本文:てれびでおいしゃがこんたくとは毎日
   はずすようにといってましたしつめい
   するかもしれないのでこんたくとは毎
   日はずすように◯◯◯(ちちのなまえ)

 次の日––––

タイトル;げんきですか?
本文:さくじつこんたくとはずしたか
   てれびでおいしゃがいってたのではず
   してくざさい。あとおぼんかえるんか
   ◯◯◯(ちちのなまえ)

 会社に手紙をくれるのはいいんだけど、

「ホニャララ(株) 第4プロジュース 御中」

 って、届いたのが奇跡だからね。そもそも、ジュースに、プロもアマチュアもないから……

【3】 2005年7月18日


 鮎釣りが趣味だった父––––川で泳ぎを教えてくれた。

「よう見てなぁよ。そげな川みたいなもん、こうやって泳いだら、一発やいしょ」

(標準語訳)
「よく見ていろよ。川なんて、このように泳げば、全然、大丈夫なんだから」

「はい」

 直後、勢いよく川へと飛び込んだ父。

 20メートル近い幅を、あっという間に横断する。

 うん、でも……

 めちゃくちゃ下流に流されてるけど、大丈夫?

 飛び込んだ瞬間、すでに5メートルは流されてたけど、子供のオレ、大丈夫?

 小さくなった父が何やら喚きながら登ってくるが、遠過ぎて何を放っているのか分からない。人の子ではなく鮎の成魚が泳ぐのに適した激流の轟き––––やっと、対岸の正面まで戻った父が、再度、放つ。

「(泳ぎ方)分かったぁ?」

 ひとつも、分からへん。

 - - - - -

 その日、川には、父と、父曰く「ハイカラな釣り人」の2人しかいなかった。陽も暮れはじめ、そろそろ切り上げようかという頃、ハイカラさんから、

「この辺りにホテルはないですか?」

 と、尋ねられたんだそう。百人中(父以外の)99人があるコトに気付く状況で––––父は、普通に、ただ返答に困っていた。
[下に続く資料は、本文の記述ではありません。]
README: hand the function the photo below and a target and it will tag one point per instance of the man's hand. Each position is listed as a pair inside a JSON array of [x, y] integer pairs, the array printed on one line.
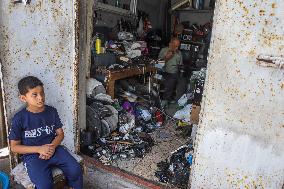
[[46, 151], [169, 55]]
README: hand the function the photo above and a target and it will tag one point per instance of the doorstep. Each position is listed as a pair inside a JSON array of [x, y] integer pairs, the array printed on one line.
[[126, 179]]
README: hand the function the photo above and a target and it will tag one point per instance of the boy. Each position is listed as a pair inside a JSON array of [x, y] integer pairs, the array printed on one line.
[[37, 133]]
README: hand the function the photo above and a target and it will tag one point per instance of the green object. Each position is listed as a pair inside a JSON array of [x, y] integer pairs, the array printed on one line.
[[171, 66]]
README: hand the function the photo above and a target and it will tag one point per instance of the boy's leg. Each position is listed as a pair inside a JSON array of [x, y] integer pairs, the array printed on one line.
[[39, 173], [70, 167]]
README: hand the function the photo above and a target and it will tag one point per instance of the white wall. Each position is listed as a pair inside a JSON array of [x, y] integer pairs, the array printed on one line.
[[240, 141]]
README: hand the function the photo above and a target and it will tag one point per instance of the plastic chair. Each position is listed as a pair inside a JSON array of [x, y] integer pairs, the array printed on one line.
[[4, 180]]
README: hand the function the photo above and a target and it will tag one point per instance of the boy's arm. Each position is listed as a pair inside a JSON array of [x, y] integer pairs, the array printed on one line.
[[59, 137], [17, 147]]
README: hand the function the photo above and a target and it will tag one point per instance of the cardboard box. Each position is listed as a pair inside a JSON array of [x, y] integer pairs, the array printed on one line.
[[194, 116]]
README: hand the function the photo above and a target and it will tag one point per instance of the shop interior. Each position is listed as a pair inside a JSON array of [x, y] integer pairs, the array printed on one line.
[[127, 124]]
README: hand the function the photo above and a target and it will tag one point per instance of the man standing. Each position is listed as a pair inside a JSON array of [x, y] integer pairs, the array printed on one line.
[[173, 59]]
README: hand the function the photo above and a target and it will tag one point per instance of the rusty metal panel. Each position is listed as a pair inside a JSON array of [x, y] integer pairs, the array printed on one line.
[[240, 141], [41, 39]]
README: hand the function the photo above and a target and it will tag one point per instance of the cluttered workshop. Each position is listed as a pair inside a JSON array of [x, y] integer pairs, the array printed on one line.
[[145, 84]]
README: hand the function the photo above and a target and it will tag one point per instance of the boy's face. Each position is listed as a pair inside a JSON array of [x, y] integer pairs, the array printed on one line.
[[34, 98]]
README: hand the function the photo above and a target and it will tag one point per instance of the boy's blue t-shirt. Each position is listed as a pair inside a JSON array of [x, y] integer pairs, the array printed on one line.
[[35, 129]]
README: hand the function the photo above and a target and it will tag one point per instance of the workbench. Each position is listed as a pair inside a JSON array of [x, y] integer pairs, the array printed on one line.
[[114, 75]]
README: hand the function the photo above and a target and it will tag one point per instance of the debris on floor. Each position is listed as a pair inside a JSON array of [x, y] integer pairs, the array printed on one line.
[[134, 134], [175, 171]]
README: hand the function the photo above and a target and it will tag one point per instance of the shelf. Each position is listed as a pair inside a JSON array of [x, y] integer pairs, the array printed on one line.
[[112, 9], [196, 10]]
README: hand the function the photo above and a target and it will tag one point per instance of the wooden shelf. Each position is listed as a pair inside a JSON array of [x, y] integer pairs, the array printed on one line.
[[196, 10], [112, 9]]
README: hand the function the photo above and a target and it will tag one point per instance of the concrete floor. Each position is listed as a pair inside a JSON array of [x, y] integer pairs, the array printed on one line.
[[94, 178]]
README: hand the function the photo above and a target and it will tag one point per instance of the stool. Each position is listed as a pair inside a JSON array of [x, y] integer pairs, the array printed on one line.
[[20, 175], [4, 181]]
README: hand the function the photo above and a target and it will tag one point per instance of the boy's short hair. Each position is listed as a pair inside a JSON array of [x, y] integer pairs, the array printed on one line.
[[27, 83]]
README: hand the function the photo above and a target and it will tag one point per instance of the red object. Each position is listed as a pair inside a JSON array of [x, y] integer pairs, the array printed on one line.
[[159, 116]]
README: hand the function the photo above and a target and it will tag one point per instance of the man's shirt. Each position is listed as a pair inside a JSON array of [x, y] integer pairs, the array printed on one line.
[[171, 66]]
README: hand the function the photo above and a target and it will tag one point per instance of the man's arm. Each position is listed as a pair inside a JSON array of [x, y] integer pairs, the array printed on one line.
[[17, 147], [166, 54]]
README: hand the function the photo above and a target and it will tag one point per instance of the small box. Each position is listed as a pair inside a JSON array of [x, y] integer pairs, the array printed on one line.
[[194, 116]]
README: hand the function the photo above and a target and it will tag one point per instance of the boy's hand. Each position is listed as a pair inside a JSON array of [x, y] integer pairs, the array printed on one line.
[[46, 151]]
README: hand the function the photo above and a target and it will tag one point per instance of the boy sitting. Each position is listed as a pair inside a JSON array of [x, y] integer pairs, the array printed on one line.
[[36, 133]]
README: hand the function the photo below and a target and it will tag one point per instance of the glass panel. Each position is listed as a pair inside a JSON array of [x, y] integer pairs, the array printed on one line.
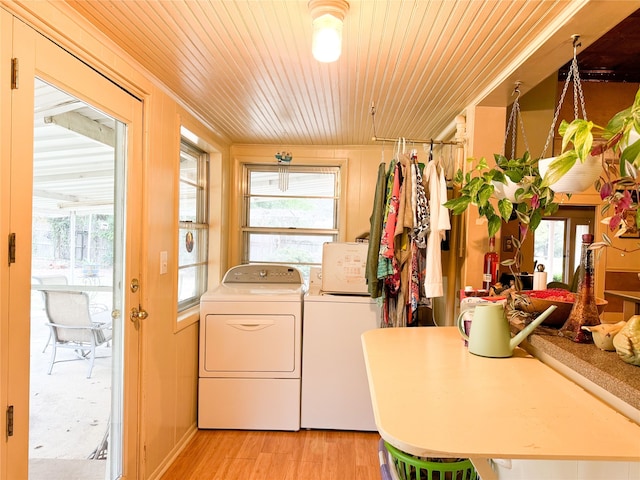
[[78, 245], [188, 210], [580, 230], [301, 184], [188, 168], [187, 281], [192, 246], [549, 248], [291, 213], [286, 248]]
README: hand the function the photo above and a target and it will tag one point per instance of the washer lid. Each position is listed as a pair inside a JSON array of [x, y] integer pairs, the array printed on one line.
[[263, 274], [250, 292]]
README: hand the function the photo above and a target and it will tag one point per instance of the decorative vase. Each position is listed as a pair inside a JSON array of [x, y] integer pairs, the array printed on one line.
[[585, 311], [579, 178]]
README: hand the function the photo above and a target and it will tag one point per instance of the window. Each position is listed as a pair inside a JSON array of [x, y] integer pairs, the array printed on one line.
[[289, 213], [193, 228]]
 自分はいつも車中泊だし、その付近にはホテルどころか民宿すらない。この人がやって来たときのようにタクシーを呼ぼうにも携帯の電波がない。そもそも、何万円かけて来たんだ?

 気の毒に思った父は、町手まで送ることに。

「お礼に、一杯、ご馳走させてください」

 ホテルの前––––押し問答の末、結局、父がたまに顔を出すスナックへ。普段は飲めない高級酒とハイカラさんの美声に酔いしれ帰宿。部屋での2次会は丁重にお断りし、(ホテルの厚意で)駐車場にて車中泊。翌朝、駅まで送ったとき––––

「お父さん、もし、東京へ来るときがあれば、
 いつでも、ここへ連絡して下さい。
 今度は、僕が、色々とご案内します」

 改札で名刺をもらったが、おそらく一期一会。帰路につく父に、スナックのママから着電。

「なんで、Mさんと?」

 それは、誰もが知る釣り好き超有名俳優:Mさん。以降、彼が出演するドラマを欠かさず観たり、スキャンダルでワイドショーに取り上げられたときには「可哀想になぁ、人がええさけ」と、まるで、我がことのように落ち込んでみたり。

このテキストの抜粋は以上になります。